批評:ChatGPTの会話ログが証拠に——パリセイズ山火事放火裁判の波紋(記事内画像)

2025年元日、ロサンゼルス近郊のパリセイズ地区で発生した大規模山火事は、LAの歴史上最も多くの犠牲者を出した火災の一つとなった。この火災に関連して放火罪で起訴されたジョナサン・リンダーネクト(Jonathan Rinderknecht)氏の裁判において、検察側はiPhoneの位置情報データ、防犯カメラ映像、証人証言に加え、同氏のChatGPT会話ログを証拠として提出したと、The Vergeが報じている。

検察側が提示したChatGPTログの内容は複数の観点から注目に値する。まず、リンダーネクト氏がChatGPTに火災の画像を生成させていたとされる点、次に「なぜ自分はいつもこんなに怒っているのか(Why am I so angry all the time?)」という問いかけをチャットボットに向けていた点、そして富裕層が世界を破壊しているという趣旨の不満をChatGPTに対して吐露していた点が挙げられる。さらに検察は、リンダーネクト氏が「自分が火をつけた場合、その火災について責任を問われる可能性があるか」という趣旨の質問をChatGPTに行っている画面録画も証拠として指摘したとされる。

AIの会話ログが持つ証拠としての性質と論点

AIチャットボットとの会話ログが刑事裁判において証拠として機能しうるという事実は、デジタルフォレンジック(電子機器やデータから法的証拠を収集・解析する技術分野)の観点から見ても、また情報プライバシーの観点から見ても、重要な先例となる可能性があると考えられる。従来、検索エンジンの検索履歴やウェブブラウザの閲覧履歴が裁判で証拠採用されるケースは存在してきたが、AIとの対話ログはより詳細な思考過程や感情状態を反映しうる点で、その性質は異なると思われる。

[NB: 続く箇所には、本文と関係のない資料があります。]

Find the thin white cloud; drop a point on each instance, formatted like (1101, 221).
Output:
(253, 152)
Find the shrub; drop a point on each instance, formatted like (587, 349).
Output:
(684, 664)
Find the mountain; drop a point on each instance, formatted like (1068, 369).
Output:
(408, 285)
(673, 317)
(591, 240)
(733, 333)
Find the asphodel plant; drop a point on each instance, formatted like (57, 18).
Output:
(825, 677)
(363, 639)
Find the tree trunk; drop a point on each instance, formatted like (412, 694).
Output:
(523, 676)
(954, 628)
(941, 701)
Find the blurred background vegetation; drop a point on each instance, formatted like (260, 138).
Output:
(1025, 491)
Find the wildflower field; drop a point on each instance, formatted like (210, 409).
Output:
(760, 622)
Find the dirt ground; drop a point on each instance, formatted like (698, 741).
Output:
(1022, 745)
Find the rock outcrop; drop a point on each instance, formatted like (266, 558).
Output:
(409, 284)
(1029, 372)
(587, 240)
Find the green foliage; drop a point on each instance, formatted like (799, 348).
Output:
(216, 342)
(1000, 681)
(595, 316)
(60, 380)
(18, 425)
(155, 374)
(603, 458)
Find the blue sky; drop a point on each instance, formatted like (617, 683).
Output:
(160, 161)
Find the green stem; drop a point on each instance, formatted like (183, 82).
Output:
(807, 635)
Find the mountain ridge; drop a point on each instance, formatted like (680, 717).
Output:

今回の裁判でChatGPTのログが証拠として採用された背景には、ユーザーがAIサービスに対して行った入力内容が、サービス提供者のサーバー上に保存されているという技術的事実がある。OpenAIをはじめとするAIサービス事業者は、利用規約やプライバシーポリシーに基づいてユーザーデータを保持しており、法的手続きを通じてこれらのデータが当局に開示される可能性は、制度的に排除されていないと考えられる。ただし、本ソースの抜粋からは、データ開示の具体的な法的手続きや、OpenAI側の対応の詳細については確認できないため、その点については留保が必要である。

証拠能力と「誤審(Mistrial)」の示唆

記事タイトルには「mistrial(誤審・審理無効)」という語が含まれており、この裁判が何らかの手続き上の問題を抱えた可能性が示唆される。ただし、ソースの抜粋部分からは誤審の具体的な経緯や理由については詳細が確認できないため、この点については慎重に留保しておく必要があると考える。

より広い文脈で捉えると、今回の事例はAI利用に関するリテラシーと法的リスクの問題を改めて浮き彫りにしていると思われる。ユーザーがAIチャットボットに対して行う入力——感情の吐露、仮定の質問、画像生成の指示——は、ユーザー自身がプライベートな思考として扱っていたとしても、法的文脈においては証拠として機能しうる記録として残存する可能性がある。この点は、AIサービスの普及が進む現代において、利用者が認識しておくべき重要な側面の一つと評価できるだろう。

結論:AIログの証拠利用が問いかける倫理的・法的課題

今回の裁判は、AIとの対話が単なる「ツールの利用」にとどまらず、法的証拠として機能しうるという現実を示した事例として、今後も参照され続けると考えられる。検察がChatGPTのログを採用した判断の当否については、証拠能力の要件や適正手続きの観点から法学的な検討が必要であり、現時点で筆者が一方的な評価を下すことは適切ではないと思われる。ただし、AIサービスの提供者・利用者・規制当局の三者が、こうした事例を踏まえてデータ保持ポリシーや法的開示手続きのあり方を改めて議論する契機となりうる点は、肯定的に評価できるだろう。AIが日常的なコミュニケーションインフラとして定着しつつある現在、その利用履歴が持つ法的含意について社会的な合意形成が求められていると、筆者は考える。